Structured Generation#

NIM for VLMs supports getting structured outputs by specifying a JSON schema, regular expression, context free grammar, or constraining the output to some particular choices.

This can be useful where NIM is part of a larger pipeline and the VLM outputs are expected to be in a certain format.

Ensuring consistent output format for downstream processing
Validating complex data structures
Automating data extraction from unstructured text
Improving reliability in multi-step pipelines

Below are some examples of how the outputs can be constrained in different ways.

JSON Schema#

You can constrain the output to follow a particular JSON schema by using the response_format parameter in the OpenAI schema, with json_schema as the type. Details are available in OpenAI’s documentation (section A new option for the response_format parameter)

NVIDIA recommends that you specify a JSON schema using the type json_schema instead json_object.
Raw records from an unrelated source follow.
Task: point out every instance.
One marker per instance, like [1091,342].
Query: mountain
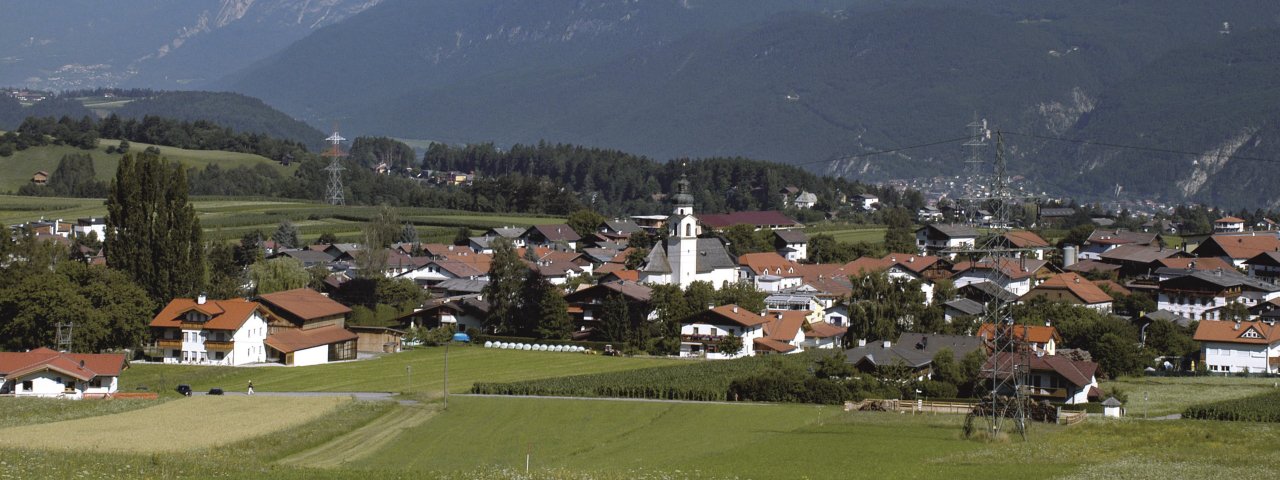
[85,44]
[805,82]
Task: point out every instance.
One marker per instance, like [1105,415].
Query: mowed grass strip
[420,371]
[187,424]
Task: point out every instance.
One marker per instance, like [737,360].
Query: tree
[287,236]
[615,318]
[584,222]
[151,231]
[506,282]
[278,274]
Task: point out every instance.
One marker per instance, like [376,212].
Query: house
[772,219]
[1054,378]
[865,201]
[945,240]
[210,332]
[1202,295]
[48,373]
[805,200]
[1264,266]
[702,334]
[1070,288]
[1041,339]
[1031,245]
[307,328]
[1229,224]
[914,351]
[1104,240]
[791,245]
[588,304]
[1015,275]
[1229,347]
[1237,248]
[551,236]
[682,257]
[378,339]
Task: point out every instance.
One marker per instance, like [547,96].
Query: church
[684,257]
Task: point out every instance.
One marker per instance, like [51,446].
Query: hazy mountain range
[812,82]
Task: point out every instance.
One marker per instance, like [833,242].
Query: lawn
[209,421]
[392,373]
[1173,394]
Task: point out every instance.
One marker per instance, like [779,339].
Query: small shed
[1111,407]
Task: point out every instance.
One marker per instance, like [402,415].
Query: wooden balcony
[219,344]
[168,343]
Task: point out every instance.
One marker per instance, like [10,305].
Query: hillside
[803,82]
[82,44]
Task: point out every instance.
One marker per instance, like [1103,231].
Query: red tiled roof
[17,364]
[749,218]
[305,304]
[223,314]
[293,339]
[1230,332]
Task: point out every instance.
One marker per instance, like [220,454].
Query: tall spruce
[151,229]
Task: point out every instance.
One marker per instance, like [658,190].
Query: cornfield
[700,380]
[1261,407]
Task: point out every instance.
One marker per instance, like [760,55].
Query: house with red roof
[48,373]
[1229,347]
[210,332]
[704,334]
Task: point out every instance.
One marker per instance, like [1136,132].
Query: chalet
[1203,295]
[703,333]
[1229,224]
[772,219]
[1052,378]
[1031,245]
[1229,347]
[1237,248]
[1070,288]
[48,373]
[944,240]
[913,350]
[588,304]
[1015,275]
[1041,339]
[210,332]
[551,236]
[307,328]
[1101,241]
[792,245]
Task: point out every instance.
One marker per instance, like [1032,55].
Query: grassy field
[16,170]
[1166,396]
[211,421]
[392,373]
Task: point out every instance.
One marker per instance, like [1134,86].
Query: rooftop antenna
[333,193]
[64,336]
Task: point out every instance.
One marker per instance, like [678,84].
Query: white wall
[311,356]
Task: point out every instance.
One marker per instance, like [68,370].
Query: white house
[944,240]
[219,332]
[1229,347]
[46,373]
[700,334]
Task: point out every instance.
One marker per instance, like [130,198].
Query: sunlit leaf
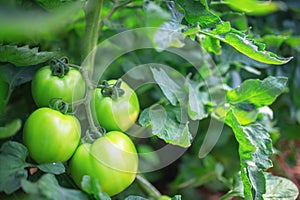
[254,50]
[254,7]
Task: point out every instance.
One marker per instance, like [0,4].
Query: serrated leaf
[24,55]
[53,168]
[47,187]
[12,159]
[171,87]
[254,7]
[255,147]
[244,112]
[253,50]
[198,12]
[155,15]
[10,129]
[223,27]
[166,126]
[212,45]
[279,188]
[259,93]
[196,104]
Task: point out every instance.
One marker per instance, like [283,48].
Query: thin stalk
[92,12]
[147,187]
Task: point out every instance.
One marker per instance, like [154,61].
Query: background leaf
[47,187]
[12,159]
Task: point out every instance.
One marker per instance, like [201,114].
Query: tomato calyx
[113,91]
[59,67]
[93,134]
[59,105]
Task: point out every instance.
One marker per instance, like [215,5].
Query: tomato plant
[50,83]
[113,155]
[209,97]
[51,136]
[115,105]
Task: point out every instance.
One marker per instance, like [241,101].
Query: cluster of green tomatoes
[52,133]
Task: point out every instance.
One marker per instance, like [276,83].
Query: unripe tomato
[46,86]
[51,136]
[116,114]
[112,160]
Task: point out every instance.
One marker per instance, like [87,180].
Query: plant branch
[147,187]
[92,16]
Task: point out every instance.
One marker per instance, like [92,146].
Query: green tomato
[51,136]
[112,160]
[46,86]
[116,114]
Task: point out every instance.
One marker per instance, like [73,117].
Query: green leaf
[47,187]
[259,93]
[212,45]
[244,112]
[16,76]
[196,172]
[165,125]
[10,129]
[13,154]
[198,12]
[91,186]
[279,188]
[255,147]
[135,198]
[253,50]
[53,168]
[52,4]
[176,197]
[24,55]
[30,23]
[254,7]
[155,15]
[171,86]
[196,101]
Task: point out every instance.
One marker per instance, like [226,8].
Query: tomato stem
[147,187]
[59,67]
[112,90]
[59,105]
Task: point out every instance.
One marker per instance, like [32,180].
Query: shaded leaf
[12,159]
[10,129]
[24,55]
[196,102]
[172,87]
[166,126]
[259,93]
[47,187]
[279,188]
[16,76]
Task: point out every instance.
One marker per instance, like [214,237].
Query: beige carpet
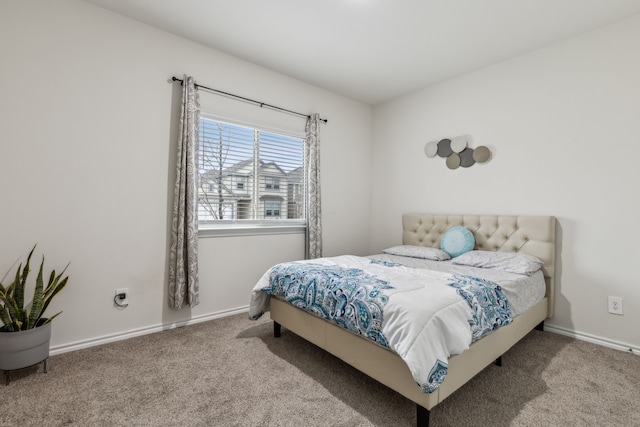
[232,372]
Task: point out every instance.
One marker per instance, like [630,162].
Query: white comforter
[425,320]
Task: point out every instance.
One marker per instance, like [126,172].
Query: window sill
[250,230]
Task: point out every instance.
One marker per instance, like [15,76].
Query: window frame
[244,227]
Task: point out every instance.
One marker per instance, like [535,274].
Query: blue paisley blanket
[424,316]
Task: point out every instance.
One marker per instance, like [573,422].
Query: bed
[529,235]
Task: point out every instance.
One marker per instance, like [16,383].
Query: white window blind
[249,176]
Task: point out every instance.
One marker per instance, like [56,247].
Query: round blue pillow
[457,240]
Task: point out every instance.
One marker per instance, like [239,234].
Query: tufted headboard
[533,235]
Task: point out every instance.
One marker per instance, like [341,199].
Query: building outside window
[247,175]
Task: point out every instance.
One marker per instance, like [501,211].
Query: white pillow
[424,252]
[506,261]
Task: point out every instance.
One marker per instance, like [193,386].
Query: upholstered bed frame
[533,235]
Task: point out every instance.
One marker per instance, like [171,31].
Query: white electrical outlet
[615,305]
[122,302]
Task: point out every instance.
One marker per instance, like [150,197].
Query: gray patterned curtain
[312,158]
[183,255]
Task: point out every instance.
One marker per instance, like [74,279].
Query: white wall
[88,124]
[562,123]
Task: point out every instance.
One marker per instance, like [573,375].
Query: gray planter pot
[24,348]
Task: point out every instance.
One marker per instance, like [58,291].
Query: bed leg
[422,415]
[277,329]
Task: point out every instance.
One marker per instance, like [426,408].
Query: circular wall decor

Using the json_object type enables the model to generate any valid JSON, including empty JSON.

Example: Extracting information from a movie poster#

from openai import OpenAI
from pydantic import BaseModel, Field
from typing import List, Optional

client = OpenAI(base_url="http://0.0.0.0:8000/v1", api_key="not-used")

# Define the pydantic models for the response format
class Date(BaseModel):
    day: int = Field(ge=1, le=31)
    month: int = Field(ge=1, le=12)
    year: Optional[int] = Field(ge=1895)

class MovieDetails(BaseModel):
    title: str
    release_date: Date
    publishers: List[str]

# Prepare the question and input image
messages = [
    {"role": "user", "content": [
        {
            "type": "text",
            "text": f"Look at the poster image. Return the title and other information about this movie in JSON format."
        },
        {
            "type": "image_url",
            "image_url":
            {
                "url": "https://vignette1.wikia.nocookie.net/disney/images/f/f2/Walleposter.jpg"
            }
        }
    ]},
]
# Send the request with `json_schema`
response = client.chat.completions.create(
    model="nvidia/llama-3.1-nemotron-nano-vl-8b-v1",
    messages=messages,
    response_format={
        "type": "json_schema",
        "json_schema": {"name": "MovieDetails", "schema": MovieDetails.model_json_schema()}
    }
)
assistant_message = response.choices[0].message.content
print(assistant_message)
# { "title": "WALL-E", "release_date":  {"year":  2008, "month": 6, "day": 27}, "publishers": ["Walt Disney Pictures", "Pixar Animation Studios"] }

Newer versions of OpenAI SDK offer native support for Pydantic objects as described in the native SDK support section. Run pip install -U openai to install the latest SDK version.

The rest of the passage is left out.